結城夏凜になるまでの私は、当時はホルダーですらなかった十蔵に甚兵衛の依頼で
……なのでロクな恋愛経験がないのは私自身のせいではないのです、九郎丸っ。
「まー足で物を食べたりし始めたらどーしよーもないけど。昔、ヒデヨシの爺さんが居たころもそんなことやってたっけねー」
「そこは本当に御免なさい……、言って聞かせはしたけど、食事以外は今でも隠れてやってるみたいだし」
「でもまー、ルキとか全然笑ってるしへーき、へーき。子供は笑ってるのが一番! 下心がないのに限るけどねー。
と、そーゆー意味じゃシスター・カリンもさー」
「シスターはもう止めて。今は結城夏凜だから。……大体貴女、私のシスター時代は物心ついてなかったじゃない」
「細かいことはいいじゃんいいじゃん? で、最近どうだったりするのん? 主に男性事情」
「…………は?」
「おトボケなさんなって! 前に来たイケメンだけどテキトーそーなフェイマ(※コンビニ)の店員みたいな人とか、メガネのクールさんとかはそんなに脈ありそうな感じじゃなかったけどさー。あのチャン刀よチャン刀! ちょっとヒネた感じの!」
「ちゃんとう…‥、
アポがなんか呼び始めて、語感良くってつい、と春日。確かあの麦わら帽子をかぶっていた女の子だったかしら……、意外と物怖じしない子なのだろうか。
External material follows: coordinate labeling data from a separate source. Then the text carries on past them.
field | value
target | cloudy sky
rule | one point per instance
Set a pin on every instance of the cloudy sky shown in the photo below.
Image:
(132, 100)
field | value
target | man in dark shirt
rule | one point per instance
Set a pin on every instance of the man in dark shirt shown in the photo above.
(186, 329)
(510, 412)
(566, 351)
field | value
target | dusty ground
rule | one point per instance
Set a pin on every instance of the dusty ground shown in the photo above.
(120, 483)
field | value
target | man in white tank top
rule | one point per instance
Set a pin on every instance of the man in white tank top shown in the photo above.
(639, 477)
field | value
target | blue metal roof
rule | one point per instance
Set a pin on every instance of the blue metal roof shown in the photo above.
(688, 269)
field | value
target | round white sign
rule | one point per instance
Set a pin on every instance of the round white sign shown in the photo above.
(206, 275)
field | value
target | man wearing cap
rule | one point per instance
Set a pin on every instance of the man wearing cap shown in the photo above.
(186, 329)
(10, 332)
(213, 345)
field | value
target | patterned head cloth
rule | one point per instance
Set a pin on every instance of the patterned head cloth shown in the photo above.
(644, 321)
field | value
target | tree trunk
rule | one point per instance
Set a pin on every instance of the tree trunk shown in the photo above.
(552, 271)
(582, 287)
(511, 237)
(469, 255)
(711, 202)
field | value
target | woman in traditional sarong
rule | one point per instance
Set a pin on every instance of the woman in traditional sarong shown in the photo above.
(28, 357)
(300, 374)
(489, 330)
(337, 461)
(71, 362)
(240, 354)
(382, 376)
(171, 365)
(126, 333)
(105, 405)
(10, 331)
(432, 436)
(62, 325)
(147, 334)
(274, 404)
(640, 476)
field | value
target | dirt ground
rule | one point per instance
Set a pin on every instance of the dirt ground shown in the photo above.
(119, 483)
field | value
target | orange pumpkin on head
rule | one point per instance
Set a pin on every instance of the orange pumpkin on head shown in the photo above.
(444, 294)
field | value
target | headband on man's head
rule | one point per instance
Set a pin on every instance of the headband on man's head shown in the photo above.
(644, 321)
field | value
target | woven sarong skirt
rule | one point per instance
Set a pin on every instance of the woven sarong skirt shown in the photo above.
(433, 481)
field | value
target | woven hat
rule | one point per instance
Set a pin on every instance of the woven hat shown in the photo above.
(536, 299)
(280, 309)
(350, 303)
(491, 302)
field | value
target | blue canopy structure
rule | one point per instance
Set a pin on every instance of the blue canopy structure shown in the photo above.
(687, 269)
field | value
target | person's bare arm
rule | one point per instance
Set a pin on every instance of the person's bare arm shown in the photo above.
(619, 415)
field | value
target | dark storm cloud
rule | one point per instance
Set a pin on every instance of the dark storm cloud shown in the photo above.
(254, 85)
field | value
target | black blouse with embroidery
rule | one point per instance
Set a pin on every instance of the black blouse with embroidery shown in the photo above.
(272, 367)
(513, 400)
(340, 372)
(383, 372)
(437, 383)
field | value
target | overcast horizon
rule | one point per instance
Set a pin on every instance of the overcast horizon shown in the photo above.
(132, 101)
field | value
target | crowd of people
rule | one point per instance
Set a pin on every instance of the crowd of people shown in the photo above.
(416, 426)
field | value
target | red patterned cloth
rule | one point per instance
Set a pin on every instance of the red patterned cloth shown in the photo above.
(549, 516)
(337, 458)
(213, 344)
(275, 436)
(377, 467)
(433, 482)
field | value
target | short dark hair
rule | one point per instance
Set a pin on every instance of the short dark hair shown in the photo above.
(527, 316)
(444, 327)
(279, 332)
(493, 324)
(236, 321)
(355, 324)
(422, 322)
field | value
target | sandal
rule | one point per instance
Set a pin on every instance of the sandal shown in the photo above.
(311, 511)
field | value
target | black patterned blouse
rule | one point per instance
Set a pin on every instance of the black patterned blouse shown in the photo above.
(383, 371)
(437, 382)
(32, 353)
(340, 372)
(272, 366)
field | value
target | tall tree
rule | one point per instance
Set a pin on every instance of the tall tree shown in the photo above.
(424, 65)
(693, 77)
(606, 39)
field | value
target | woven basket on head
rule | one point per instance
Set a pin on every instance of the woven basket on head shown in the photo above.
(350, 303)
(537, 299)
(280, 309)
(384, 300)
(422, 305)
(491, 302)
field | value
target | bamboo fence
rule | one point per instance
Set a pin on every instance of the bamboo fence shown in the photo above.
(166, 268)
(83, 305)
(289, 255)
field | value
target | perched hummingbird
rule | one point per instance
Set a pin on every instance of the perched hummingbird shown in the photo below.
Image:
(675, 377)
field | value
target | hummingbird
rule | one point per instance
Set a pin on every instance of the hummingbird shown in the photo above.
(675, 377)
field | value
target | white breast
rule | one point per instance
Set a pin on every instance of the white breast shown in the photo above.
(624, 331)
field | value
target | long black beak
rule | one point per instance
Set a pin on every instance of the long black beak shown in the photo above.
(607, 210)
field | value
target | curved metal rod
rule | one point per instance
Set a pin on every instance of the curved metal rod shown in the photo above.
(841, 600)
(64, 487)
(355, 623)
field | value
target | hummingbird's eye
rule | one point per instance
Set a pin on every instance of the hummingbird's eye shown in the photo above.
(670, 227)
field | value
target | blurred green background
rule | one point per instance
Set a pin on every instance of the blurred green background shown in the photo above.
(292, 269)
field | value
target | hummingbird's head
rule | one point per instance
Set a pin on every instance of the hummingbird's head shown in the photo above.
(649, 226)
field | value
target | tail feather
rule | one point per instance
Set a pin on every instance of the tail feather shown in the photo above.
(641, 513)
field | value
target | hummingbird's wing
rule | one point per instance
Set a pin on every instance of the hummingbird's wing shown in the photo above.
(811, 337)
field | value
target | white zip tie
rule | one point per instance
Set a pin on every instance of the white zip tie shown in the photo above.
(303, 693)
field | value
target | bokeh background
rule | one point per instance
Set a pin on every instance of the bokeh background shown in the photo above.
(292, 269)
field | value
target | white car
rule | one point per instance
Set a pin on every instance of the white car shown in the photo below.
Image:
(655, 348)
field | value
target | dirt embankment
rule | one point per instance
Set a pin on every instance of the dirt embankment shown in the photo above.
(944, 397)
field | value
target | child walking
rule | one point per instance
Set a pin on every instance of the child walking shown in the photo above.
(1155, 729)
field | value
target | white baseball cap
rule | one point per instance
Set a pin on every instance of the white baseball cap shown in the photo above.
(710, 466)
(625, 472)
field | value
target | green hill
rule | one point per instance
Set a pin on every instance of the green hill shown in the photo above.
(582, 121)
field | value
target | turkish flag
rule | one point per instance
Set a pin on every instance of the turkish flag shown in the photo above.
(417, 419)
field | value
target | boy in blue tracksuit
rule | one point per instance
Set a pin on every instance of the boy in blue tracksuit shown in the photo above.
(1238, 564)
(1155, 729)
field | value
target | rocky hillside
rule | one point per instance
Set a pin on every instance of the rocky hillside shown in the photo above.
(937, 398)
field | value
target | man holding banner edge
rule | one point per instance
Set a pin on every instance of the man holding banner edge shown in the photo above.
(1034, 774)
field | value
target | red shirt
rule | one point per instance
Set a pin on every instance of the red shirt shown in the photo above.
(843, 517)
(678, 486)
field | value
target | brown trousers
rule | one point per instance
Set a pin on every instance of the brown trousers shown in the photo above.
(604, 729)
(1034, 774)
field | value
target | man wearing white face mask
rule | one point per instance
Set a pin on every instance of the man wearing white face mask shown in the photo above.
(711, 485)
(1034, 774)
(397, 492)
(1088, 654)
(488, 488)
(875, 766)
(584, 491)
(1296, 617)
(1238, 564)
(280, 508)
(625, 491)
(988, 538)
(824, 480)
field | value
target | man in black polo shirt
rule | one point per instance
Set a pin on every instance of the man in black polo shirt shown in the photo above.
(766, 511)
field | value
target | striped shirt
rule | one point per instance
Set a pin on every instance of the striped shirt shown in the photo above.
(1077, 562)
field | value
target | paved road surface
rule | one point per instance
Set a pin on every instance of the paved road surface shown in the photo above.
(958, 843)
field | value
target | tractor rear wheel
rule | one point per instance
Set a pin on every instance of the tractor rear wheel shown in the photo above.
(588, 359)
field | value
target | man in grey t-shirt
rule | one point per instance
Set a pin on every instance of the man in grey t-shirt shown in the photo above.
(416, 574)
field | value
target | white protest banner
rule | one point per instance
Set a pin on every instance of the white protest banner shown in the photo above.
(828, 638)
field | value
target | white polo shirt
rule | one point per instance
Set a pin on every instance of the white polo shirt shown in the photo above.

もっともその刀太がどうしたのかと聞けば、春日は壁越しでも分かるくらいにニヤニヤとしたような声を掛けてくる。
「シスター・カリンってば、気が付くとすーぐ目で追っちゃってるし。しかもチャン刀の方もそれとなくシスター・カリンの方を追ってたり、たまに目が合ったりしちゃってるし。あのアイコンタクト……、兄妹以上とかじゃなくって、もはや婚前初夜は終えてるものと見た! 子供好きだとは思っていたけど、いやまさかシュミまでそのテのものとは……、えっちだねぇ。何々、お誕生日にイロイロとヤッてもらう算段だったり? 八月だったっけー」
「犯罪じゃない、神職である自覚を持ちなさい貴女……。いえ、そもそも別にそういうことはないのだけれど。誕生日だって祝う習慣がない時代の生まれだし、そういう算段なんて――」
「うっそでしょ! だってチャン刀の目線が身体に行っても全然嫌がる素振りすら見せないしぃー。ウチの所の子たちがちょっとエロい目で見た時のそれとも微妙に反応が違うしぃー。で実際のところどうだい? だい?」
実際に刀太と私がどうだというか、何をどうしたかという話ならば…………、旅館で寝ぼけた刀太がひたすら泣きはらしていたのを慰めた時のアレは置いておくとして。
「軽く殺し合った関係ね」
「えっらい物騒!?」
ずっこけたようなガチャガチャとした音が鳴ったけれど、すぐに立ち上がったのがわかるので特に追及はしない。
「何何? でつまり、殺し合いから殺し『愛』ってな感じで始まる関係もあるってことかねー」
「大体、私の事より貴女、自分の心配をなさい。見た目は結構若いけど貴女今年でアラ――」
「ア゛ッー! ア゛ッー! キコエナイ! キコエナイ!」
「そんなに慌てるなら自分から墓穴を掘りに来なくても良いでしょうに…………」
再びガチャガチャと音を立て慌てる春日だったけれど。
その音が突然途切れて、シャワーだけが垂れ流しになったような音が聞こえる。
嫌な沈黙。
「春日……、美柑?」
私の声に応答がなく、思わず振り返ろうとした瞬間――――私のこめかみが、銃撃された。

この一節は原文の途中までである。